EDMONTON -- Edmonton Public Schools is warning a $34.4-million budget shortfall will mean several short-term changes, like a hiring freeze and fewer training options for staff.

The city's largest school division informed parents of students on Friday, sending out a letter in the morning that said it will be receiving what is equal to one-third of the funding it was previously supposed to see.

"For this school year, we are committed to maintaining current staffing levels and minimizing disruption and impact on the classroom," the letter read.

"But we must be frugal in our spending and be the best stewards of taxpayer dollars. So, we are taking the following immediate actions."

A hiring freeze has been put in place for district office staff, and costs like non-essential out-of-town travel and professional development are being eliminated, the district said.

The measures come after the release of Budget 2019, in which the government capped K-12 education funding at $8.2 billion per year.

Because the budget came down after school boards had made their annual plans, many say they are facing multi-million dollar shortfalls.

According to Edmonton Public Schools, the shortfall is $34.4 million.

EPSB said it would cover most of the difference with its surplus, but that it would need to spend less on its equity fund, external consultants, hiring and out-of-town professional development to save $5 million.

"We're still crunching the numbers but we are very concerned about how next year's budget will affect students and families and classrooms within Edmonton Public Schools," chair Trisha Estabrooks told CTV News Edmonton.

"Certainly our goal right now is to maintain staffing levels."

Estabrooks said the district is also considering a mid-year hike of transportation fees.

Meanwhile, the Alberta Teachers' Association said it is bracing for job cuts.
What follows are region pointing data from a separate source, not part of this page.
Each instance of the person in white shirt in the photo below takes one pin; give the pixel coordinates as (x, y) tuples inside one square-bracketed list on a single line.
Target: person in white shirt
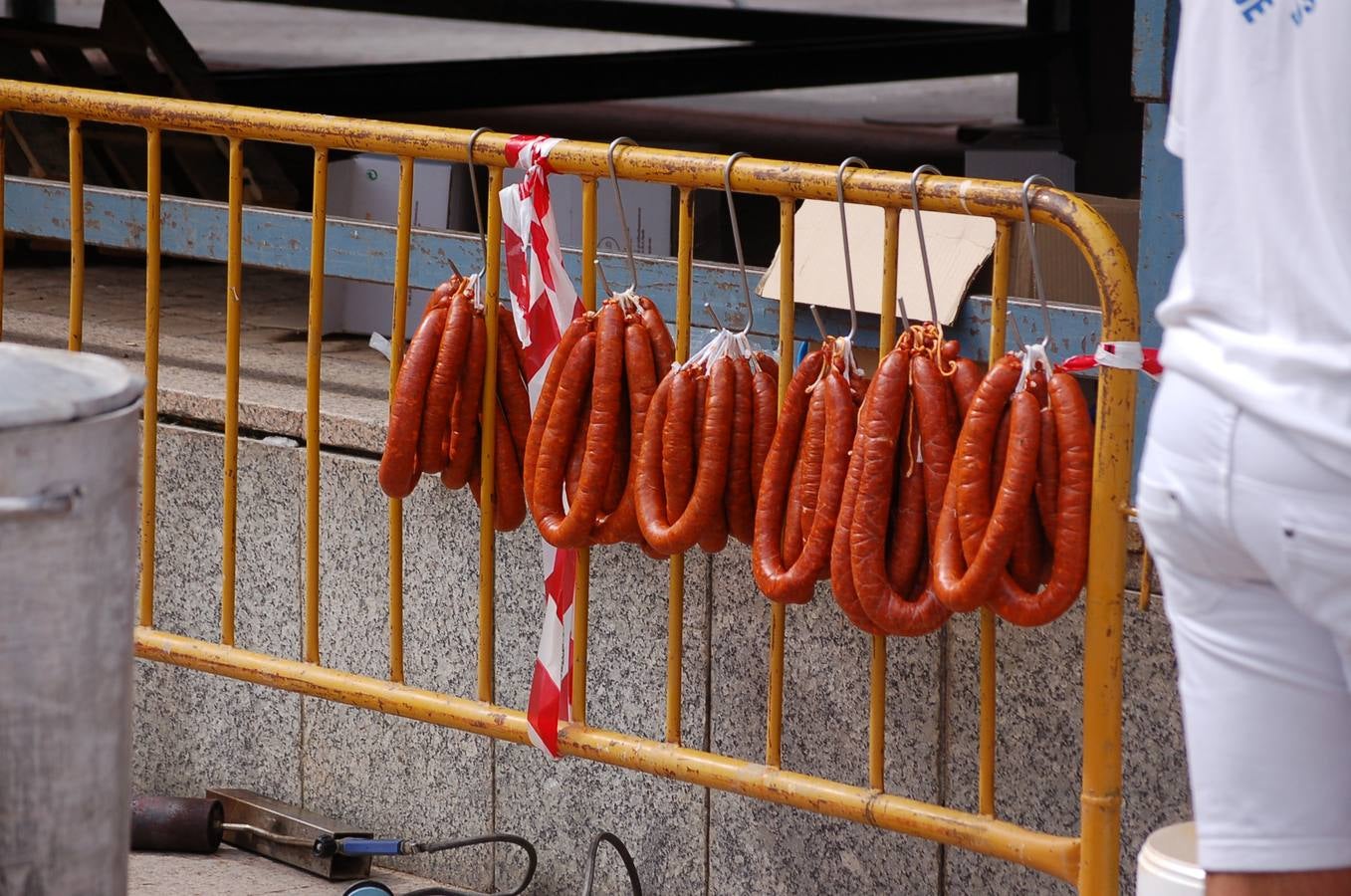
[(1244, 491)]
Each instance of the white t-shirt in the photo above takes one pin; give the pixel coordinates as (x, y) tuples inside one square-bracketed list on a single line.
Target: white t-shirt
[(1260, 302)]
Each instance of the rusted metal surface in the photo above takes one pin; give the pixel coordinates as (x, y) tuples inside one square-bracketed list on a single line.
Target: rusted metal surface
[(1056, 855), (1089, 860), (176, 823)]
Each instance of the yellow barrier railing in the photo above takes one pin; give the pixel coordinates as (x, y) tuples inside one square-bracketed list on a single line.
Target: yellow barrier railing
[(1089, 860)]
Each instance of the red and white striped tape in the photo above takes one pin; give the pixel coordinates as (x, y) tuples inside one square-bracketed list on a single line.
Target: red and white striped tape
[(544, 303), (1123, 355)]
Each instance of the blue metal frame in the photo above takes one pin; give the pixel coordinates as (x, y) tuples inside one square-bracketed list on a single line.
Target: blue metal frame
[(1161, 178), (365, 250)]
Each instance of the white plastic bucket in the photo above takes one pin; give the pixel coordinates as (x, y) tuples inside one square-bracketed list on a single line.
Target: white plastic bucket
[(1168, 865)]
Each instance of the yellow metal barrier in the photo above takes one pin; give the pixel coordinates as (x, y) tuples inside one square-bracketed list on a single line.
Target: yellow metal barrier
[(1089, 860)]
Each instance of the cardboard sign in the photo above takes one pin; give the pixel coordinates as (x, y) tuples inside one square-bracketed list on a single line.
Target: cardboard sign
[(958, 245)]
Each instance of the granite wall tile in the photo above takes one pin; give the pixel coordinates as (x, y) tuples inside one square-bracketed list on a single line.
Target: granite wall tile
[(772, 849), (1039, 749)]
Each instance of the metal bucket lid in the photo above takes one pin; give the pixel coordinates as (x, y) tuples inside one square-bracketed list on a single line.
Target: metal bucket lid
[(48, 385)]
In a statement to CTV News Edmonton, the Education Ministry said while funding has been capped, the department has "also accounted for enrollment growth, with every student walking through our doors receiving the same amount for base instruction funding as they did last year."

Colin Aitchison, the education minister's press secretary, added, "As school divisions make adjustments, we expect them to prioritize students and direct as much funding as possible into the classroom."